On December 2nd, the High-Level Panel for a Sustainable Ocean Economy launched its new ocean action agenda and a comprehensive report, titled 'Ocean Solutions that Benefit People, Nature and the Economy'. Composed of 14 heads of state, whose countries account for 40% of the Earth’s coastlines, the Ocean Panel is supported by an international group of scientists and builds on over two years of collaborative research and policy development.
The ocean action agenda is framed by one shared goal: for each of the Ocean Panel countries to sustainably manage 100% of their national waters by 2025. The accompanying report presents science-based solutions to some of the worlds’ most pressing ocean issues and challenges the notion that there exists a choice to make between economic development and environmental protection.
The Panel emphasized that sustainable ocean management is an essential part of securing a healthy future for both natural ecosystems and humanity. The ocean supports local economies, food systems, and cultural connections, and sustains livelihoods across a variety of sectors. Humans rely on the ocean today more than we ever have; over 3 billion people get their food from the sea and healthy oceans contribute $1.5 trillion to the global economy annually. But, that reliance —in conjunction with climate change — has added to the existing pressures exerted on ocean resources. Ocean health, and in parallel, human health face increasing insecurity under a business-as-usual scenario.

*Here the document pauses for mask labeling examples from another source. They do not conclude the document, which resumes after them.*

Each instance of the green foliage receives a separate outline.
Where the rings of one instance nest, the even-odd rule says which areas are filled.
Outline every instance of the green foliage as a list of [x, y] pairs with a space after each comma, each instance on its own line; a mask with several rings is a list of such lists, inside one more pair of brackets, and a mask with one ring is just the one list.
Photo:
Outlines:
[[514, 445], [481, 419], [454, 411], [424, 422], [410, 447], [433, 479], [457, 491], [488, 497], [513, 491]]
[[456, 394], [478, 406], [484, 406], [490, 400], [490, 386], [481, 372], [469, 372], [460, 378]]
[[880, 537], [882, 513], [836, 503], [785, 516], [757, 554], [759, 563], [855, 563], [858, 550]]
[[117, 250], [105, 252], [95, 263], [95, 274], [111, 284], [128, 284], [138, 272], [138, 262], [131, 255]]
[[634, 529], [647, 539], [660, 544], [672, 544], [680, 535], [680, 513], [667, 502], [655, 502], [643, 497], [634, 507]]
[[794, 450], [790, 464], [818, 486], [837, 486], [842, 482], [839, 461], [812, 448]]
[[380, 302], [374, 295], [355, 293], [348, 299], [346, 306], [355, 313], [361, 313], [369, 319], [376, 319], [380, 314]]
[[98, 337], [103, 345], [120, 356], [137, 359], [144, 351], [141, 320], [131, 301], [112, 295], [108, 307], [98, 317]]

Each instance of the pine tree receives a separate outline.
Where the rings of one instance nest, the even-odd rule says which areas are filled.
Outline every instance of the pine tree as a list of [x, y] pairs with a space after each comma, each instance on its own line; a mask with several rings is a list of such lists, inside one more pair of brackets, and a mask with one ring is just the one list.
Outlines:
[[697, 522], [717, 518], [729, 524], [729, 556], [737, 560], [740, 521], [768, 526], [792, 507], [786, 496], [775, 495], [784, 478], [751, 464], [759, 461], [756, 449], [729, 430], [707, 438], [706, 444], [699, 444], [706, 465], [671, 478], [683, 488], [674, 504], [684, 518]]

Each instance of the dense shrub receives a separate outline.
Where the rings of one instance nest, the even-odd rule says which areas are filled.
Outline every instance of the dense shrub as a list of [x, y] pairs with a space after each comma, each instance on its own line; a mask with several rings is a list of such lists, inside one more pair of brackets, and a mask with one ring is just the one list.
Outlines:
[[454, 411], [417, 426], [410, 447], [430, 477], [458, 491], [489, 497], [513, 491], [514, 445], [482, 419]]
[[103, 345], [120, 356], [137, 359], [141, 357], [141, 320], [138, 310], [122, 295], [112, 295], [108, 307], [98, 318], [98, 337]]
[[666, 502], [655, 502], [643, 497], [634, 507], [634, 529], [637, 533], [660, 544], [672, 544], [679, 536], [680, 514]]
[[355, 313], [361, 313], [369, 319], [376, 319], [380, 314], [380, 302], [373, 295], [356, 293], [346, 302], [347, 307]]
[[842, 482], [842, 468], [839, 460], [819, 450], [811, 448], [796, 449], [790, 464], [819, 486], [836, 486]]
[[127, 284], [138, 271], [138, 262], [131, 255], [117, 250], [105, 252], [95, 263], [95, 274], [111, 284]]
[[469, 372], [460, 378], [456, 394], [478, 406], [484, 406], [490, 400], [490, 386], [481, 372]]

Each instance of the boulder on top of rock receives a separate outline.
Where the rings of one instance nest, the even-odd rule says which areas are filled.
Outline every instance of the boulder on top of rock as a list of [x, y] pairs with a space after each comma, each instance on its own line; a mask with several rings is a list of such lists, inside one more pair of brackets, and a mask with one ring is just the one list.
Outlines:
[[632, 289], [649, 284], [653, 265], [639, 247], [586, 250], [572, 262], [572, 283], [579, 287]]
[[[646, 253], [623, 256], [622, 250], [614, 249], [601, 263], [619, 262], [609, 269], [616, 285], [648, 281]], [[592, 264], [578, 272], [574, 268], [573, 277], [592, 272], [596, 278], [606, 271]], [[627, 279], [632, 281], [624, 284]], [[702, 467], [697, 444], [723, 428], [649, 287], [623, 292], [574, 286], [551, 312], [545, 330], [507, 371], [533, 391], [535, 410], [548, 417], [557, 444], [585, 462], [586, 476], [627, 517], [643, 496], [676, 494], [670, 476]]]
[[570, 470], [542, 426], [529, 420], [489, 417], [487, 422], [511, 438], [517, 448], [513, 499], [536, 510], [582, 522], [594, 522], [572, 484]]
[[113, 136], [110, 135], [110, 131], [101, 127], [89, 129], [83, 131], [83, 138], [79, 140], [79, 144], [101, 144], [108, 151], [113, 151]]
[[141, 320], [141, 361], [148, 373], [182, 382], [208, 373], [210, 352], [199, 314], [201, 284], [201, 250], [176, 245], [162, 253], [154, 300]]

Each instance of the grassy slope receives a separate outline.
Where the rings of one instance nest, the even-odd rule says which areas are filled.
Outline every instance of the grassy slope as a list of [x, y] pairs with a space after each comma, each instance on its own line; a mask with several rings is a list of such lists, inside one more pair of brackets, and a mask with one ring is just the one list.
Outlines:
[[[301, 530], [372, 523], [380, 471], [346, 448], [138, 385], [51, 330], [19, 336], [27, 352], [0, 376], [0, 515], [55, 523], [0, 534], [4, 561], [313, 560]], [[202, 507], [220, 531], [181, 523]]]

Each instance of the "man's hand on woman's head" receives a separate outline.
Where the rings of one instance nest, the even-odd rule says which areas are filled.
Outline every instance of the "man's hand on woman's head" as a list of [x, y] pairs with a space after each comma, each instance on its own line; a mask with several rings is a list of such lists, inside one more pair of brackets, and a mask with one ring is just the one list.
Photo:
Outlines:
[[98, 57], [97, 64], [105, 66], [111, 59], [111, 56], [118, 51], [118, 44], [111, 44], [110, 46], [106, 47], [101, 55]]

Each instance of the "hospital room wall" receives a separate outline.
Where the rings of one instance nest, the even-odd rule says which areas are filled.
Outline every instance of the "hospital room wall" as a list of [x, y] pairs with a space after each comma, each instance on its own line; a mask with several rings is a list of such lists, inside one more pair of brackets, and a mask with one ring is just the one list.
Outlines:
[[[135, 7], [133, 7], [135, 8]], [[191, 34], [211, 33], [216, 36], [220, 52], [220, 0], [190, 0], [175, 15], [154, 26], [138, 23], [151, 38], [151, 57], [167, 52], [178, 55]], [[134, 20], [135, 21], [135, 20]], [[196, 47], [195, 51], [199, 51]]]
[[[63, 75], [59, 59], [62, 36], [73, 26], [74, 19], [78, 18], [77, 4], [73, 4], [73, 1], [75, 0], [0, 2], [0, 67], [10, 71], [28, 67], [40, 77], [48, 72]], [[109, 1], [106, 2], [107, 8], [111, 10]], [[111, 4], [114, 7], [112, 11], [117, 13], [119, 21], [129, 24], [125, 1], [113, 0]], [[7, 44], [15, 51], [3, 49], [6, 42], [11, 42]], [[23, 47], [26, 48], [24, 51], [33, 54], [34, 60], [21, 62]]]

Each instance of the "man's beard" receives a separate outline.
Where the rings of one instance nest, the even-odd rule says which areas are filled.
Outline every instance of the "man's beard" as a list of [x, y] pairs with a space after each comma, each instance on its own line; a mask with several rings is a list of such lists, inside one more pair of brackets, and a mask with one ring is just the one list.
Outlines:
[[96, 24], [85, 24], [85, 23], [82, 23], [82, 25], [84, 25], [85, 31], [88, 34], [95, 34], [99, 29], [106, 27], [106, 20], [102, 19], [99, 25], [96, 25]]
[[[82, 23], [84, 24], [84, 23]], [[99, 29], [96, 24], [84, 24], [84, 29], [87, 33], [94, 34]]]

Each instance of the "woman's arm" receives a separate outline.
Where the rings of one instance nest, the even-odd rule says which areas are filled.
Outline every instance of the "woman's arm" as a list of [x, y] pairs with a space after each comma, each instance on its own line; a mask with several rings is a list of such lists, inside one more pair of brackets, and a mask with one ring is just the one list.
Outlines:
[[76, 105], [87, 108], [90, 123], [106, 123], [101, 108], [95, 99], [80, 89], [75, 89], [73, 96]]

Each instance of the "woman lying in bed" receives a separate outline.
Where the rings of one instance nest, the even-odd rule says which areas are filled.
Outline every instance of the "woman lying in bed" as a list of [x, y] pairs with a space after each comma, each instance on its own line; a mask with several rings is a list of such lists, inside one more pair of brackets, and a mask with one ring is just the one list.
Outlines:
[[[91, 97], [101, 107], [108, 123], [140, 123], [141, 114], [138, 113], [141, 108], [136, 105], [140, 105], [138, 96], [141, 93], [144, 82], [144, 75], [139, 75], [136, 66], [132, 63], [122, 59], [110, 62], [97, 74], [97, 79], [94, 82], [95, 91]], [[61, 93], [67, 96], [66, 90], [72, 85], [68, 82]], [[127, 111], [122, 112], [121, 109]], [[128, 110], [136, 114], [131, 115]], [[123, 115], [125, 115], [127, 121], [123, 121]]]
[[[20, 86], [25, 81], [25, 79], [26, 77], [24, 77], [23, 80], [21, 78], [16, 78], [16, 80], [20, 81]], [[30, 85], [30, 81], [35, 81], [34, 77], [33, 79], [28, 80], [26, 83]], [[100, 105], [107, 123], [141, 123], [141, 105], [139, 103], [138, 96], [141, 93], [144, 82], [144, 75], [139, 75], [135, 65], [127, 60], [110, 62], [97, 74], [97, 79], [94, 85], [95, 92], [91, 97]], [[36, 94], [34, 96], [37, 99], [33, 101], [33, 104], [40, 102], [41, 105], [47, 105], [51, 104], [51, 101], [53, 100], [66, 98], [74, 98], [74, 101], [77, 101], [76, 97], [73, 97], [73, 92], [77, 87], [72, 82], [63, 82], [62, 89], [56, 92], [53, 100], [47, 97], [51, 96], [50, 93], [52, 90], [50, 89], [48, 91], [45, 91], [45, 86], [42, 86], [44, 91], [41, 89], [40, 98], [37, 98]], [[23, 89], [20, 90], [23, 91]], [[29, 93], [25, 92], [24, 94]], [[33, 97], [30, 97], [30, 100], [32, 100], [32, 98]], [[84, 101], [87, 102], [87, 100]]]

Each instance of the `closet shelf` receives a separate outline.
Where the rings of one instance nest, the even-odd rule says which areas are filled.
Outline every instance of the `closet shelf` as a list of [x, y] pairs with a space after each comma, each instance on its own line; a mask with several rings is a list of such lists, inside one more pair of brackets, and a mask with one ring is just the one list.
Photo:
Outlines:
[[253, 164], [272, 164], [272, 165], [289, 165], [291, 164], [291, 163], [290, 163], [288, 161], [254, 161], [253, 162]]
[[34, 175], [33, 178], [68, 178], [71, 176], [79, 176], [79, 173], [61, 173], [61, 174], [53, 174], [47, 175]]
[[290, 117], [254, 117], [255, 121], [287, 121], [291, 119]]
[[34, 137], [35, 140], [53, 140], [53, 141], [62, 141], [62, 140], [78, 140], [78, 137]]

The new ocean action agenda emphasizes that a shift is needed to address the rising risks of an unhealthy ocean. The ocean as a solution is a key part of that shift, transforming the global narrative to recognize that protection, production, and prosperity can go hand in hand.
“This is an unprecedented effort by world leaders to chart a sustainable future for the ocean,” COS co-director Jim Leape noted. “This ocean action agenda comes at an important moment in global efforts on ocean management.” With the beginning of the new year, the world will enter the UN Decade of Ocean Science for Sustainable Development, 2021-2030. The 74 priority actions laid out in the complementary recommendations document, ‘Transformations for a Sustainable Ocean Economy: A Vision for Protection, Production, and Prosperity’, are aimed at helping the Ocean Panel countries attain the agenda’s objectives.
These recommendations and the report are supported by a wealth of knowledge generated by over 253 authors from 48 countries, including a number of researchers from the Stanford Center for Ocean Solutions. The collection of papers commissioned by the panel is referred to as the Blue Papers.
“COS has been an active partner to the Ocean Panel from the beginning of its work,” Leape said. “Members of the COS team have led or contributed to several of the scientific papers the Panel commissioned.”
Leape led a team that included COS fellows Annie Brett and Kevin Chand, preparing a Blue Paper on the potential for advancements in technology to better inform our understanding of marine ecosystems and human impacts on the ocean. Brett also co-authored a piece on the drivers of illegal, unreported, and unregulated (IUU) fishing, and the impacts of IUU fishing on ocean economies.
COS research associate Colette Wabnitz co-led a paper on the importance of prioritizing equity for a sustainable ocean economy and co-authored another piece with a focus on the ocean genome.
“Critical to any ‘transformation’ and foundational to a sustainable ocean economy is equity,” Wabnitz emphasized. “Indeed, a sustainable ocean economy cannot be achieved without a focus on justice and inclusiveness. This is all the more important as we transition out of the pandemic and strive to ‘build back better’.”
A fifth paper, on the future of ocean food production, was co-authored by Stanford Professor Roz Naylor, who is co-chairing our Blue Food Assessment.
Beginning on December 3rd, the Ocean Panel affiliate countries are hosting national launch events aimed at discussing country-specific priorities and actions in line with the agenda. These discussions center on the five areas for transformation identified by the recommendations document: ocean wealth, ocean health, ocean equity, ocean knowledge, and ocean finance.
Collectively, these resources and the partnerships developed to create them serve as a significant step towards comprehensive and collaborative sustainable ocean management. In looking forward, Leape noted, “the Panel’s report sets out a bold and vitally important agenda for sustaining the ocean and all of us who depend on it. We look forward to working with Panel members to turn those ambitions into action.”